Creare e non solo insegnare: perché con i bambini non si può essere accademici

Simona, l’insegnante che fa lezione al nano e al suo amichetto, è molto brava. Non solo ama la lingua inglese e sembra molto a suo agio con i bambini così piccoli, ma riesce a costruire dei giochini e degli strumenti utili usando cose semplici e materiali di risulta.

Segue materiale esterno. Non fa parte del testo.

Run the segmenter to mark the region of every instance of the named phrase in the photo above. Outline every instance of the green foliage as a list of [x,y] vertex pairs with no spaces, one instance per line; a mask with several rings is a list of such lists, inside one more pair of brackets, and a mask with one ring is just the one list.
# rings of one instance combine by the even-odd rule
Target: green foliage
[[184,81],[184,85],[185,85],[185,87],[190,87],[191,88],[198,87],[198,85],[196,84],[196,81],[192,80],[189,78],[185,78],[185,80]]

I bastoncini dei lecca lecca, i rotoli di cartone che avvolgono la carta da cucina, scatolini e coperchi, insomma un gran numero di oggetti che ai miei occhi sono soltanto imballaggi, potenzialmente riciclabili nei cassonetti della carta o della plastica, nelle sue mani diventano altro.
E così dalla scatola dei giochi escono un bonghetto (drum) e le bacchette per suonare – un kit coloratissimo e funzionale realizzato in cartone ricoperto di carta crespa colorata –  realistici animaletti plastificati stile comics, delle bacchette magiche con fatina inclusa e fogli plastificati che raffigurano animali e oggetti che il nano adora attaccare (stick) sulle pareti.

House, mouse; whale, snail…i disegni vengono affiancati per assonanza e il nanetto ormai ha preso  l’abitudine di voler attaccare alla parete qualsiasi cosa. Intanto io sono in fase osservativa nei confronti di qualsiasi materiale di risulta o di scarto: prima di gettarlo via lo guardo attentamente e mi chiedo “potrei costruirci qualcosa?” La mia vena creativa e le mie abilità manuali non sono all’altezza di quelle di Simona ma si fa quel che si può…

Anche durante l’ultima lezione il nano era solo (il clima pazzerello di queste settimane ha messo a  dura prova i nostri piccolini) ma l’ora è praticamente volata: musica, balli, attacca e stacca, e poi gioca con i peluche e con le costruzioni di legno. Il nano le adora e allora le contiamo: one, two, three fino al ten.

Intanto ieri mentre disegnavo per lui la sua immagine preferita, l’arcobaleno, gli ho detto distrattamente: Rainbow e lui ha fatto “einbo“. Ecco la sua prima parolina in inglese.